Hope to inspire people to stray from the ‘normal’: Author Nish Amarnath
The author of the mystery thriller Victims for Sale, which is the story of a plucky journalist versus a thriving sex racket, intends to keep drawing upon her newsroom experience to tell stories that are real, poignant, and mystifying.
Sandhya ‘Sandy’ Raman is a prodigious young journalist who relocates to the UK to pursue higher studies and pick up experience as a stringer with news houses. She puts up with the Sawants, an Indian-origin family, but just days into her stay with the family, an incident shocks her out of her wits. What follows is a series of freak occurrences, a private sting operation, and a spate of murders that chill the reader down to the bone.

Author and journalist Nish Amarnath’s first novel, Victims for Sale, reminds you of a David Fincher movie — punctuated with shock, horror, and a lingering air of mystery. Within seemingly normal surroundings, something sinister is building up, but with a profoundly pertinent message at the core of the narrative. However, Sandy, the protagonist, won’t back down.
“She is an epitome of the young new-age Indian woman,” says Amarnath, who has carved her heroine out of her own consciousness and experiences. “She is a character intended to be relatable to every Indian girl or woman who has aspired to run away from ‘normalcy’ and push her boundaries in an attempt to live her truth,” she says.

The description fits in particularly well with Sandy, who upon discovering that the Sawants have been forced into getting their intellectually-disabled daughter, Asha, sexually abused by a care organisation for disabled women, sets out to take on the racket, even at the peril of her own life. In fact, strong women abound here, and Sandy is only leading the way with her unworldly optimism. She isn’t afraid of love, of pursuing the truth, and of plunging headfirst into danger.
“Victims For Sale grew out of my experiences as a journalist researching for a potential newspaper story in early 2006 when I came across an instance that pointed to a detrimental emphasis on family honour as the cornerstone of a moral compass resting solely on women, regardless of their well-being,” explains Amarnath, and adds that through the book, she intends to inspire readers to rebel against the social conditioning predominant in Indian and South Asian communities around the world, that treats women as carriers of family honour, and rape as a violation of that honour.

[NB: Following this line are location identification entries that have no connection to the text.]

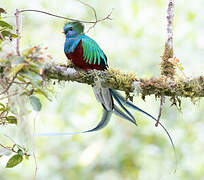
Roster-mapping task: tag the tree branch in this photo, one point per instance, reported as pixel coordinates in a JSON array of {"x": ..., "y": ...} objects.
[{"x": 129, "y": 82}]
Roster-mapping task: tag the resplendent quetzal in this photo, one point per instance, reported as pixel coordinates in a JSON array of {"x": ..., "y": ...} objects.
[{"x": 86, "y": 54}]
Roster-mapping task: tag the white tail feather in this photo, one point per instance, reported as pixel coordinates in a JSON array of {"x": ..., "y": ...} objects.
[{"x": 103, "y": 95}]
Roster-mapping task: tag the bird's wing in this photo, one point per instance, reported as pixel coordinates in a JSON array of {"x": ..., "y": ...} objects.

With the world still coming to grips with systems in place that perpetuate sexual harassment, the #MeToo movement sweeping social media, and the Time’s Up movement working to put an end to sexual misconduct at workplaces across the world, Victims for Sale also calls for more inclusivity, throwing light on the silent epidemic that is targeting people with intellectual disabilities.

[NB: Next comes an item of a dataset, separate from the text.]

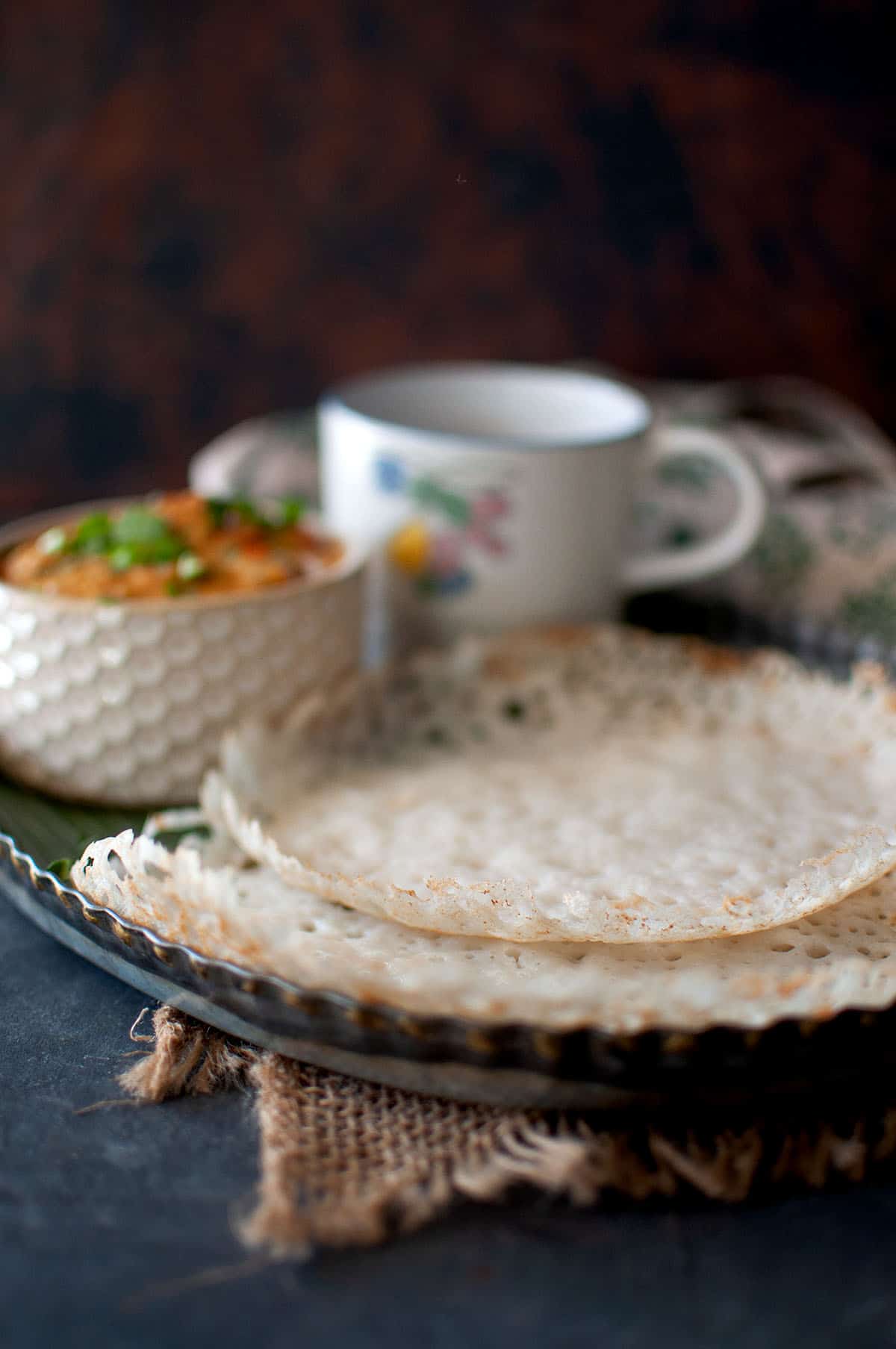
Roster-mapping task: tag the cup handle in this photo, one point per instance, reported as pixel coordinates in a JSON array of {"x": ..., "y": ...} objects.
[{"x": 673, "y": 566}]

How much of an alarm, then, does she intend to sound in the public consciousness about this stranger-than-fiction reality? “Through Victims for Sale, and other writings in the future, I hope to play a small part in uplifting the collective consciousness of humanity. That will involve straying away from what many consider ‘normal’. That kind of rebellion, for me, involves drawing public attention to critical issues that have tended to get swept under the carpet, whether it is mental retardation, mental illness, sex, love, marriage or honour crimes,” says the author, who came up with her first book, a non-fiction business biography, at the age of 18.

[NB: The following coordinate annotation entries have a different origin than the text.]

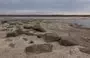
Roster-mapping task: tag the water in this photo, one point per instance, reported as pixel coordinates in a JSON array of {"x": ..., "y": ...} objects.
[{"x": 84, "y": 23}]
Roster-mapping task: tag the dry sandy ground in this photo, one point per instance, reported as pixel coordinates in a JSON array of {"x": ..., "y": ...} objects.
[{"x": 14, "y": 47}]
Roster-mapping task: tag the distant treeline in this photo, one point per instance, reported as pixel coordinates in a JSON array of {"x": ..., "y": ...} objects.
[{"x": 44, "y": 15}]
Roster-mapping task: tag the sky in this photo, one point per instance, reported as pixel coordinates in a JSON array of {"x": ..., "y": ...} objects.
[{"x": 45, "y": 5}]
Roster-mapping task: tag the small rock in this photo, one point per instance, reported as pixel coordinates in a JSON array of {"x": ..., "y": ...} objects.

Written over 12 years, across nine cities in three continents, as Amarnath completed two postgraduate degrees, copious amount of research and field work as a journalist has gone into the book. Surely, it must not have been easy? “It has indeed been a bit of a rollercoaster ride… [But] this book has been a strand of constancy and stability amid the vagaries and nomadic gradients of my life.” In a day and age when more millennial writers are struggling with lack of time, proliferating distractions, and living-out-of-a-suitcase lives, advice on how to keep at it as a writer could really come in handy. “One must seek out their own voice, and try to connect more with themselves,” she says, and recalling her own experience writing Victims for Sale, adds, “It is important to be true to yourself and work on your writing honestly.”
For Amarnath, who had a near-death experience at just 10, and who managed to get through the London School of Economics’ media and communications programme while still in her bachelors, writing is a “visual” experience.
“I structure my narrative in terms of scenes. And I write each scene, imagining what it would look like if it were a movie. My writing also involves elaborate research, surveys and interviews that offer a glimpse into the lived experiences of subjects,” she shares.
Does the author, who enjoys the suspense of Mary Higgins Clark, the legal thrillers of John Grisham, and the work of screenwriter and novelist Sidney Sheldon, see herself as growing into a similar author with a formidable body of crime thrillers? “I specialise in stories that carry a blend of mysticism, psychology and/or alternate realities within starkly real settings. I believe in telling a unique and compelling story that audiences can relate to through their own experiences and perceptions. Rather than focusing obsessively on genres, I try to pick one genre, and do it justice,” she says, however adding, “I am certainly open to writing more crime fiction, and drawing upon my own newsroom and industry experience to tell stories.”
And interestingly, two of the titles she is currently working on, deal with media and the news industry. One of these is an untitled financial and political thriller based on the revelations of a naïve newsroom editor. The second is named Bitch on Wheels, and is a satirical media thriller set in Delhi.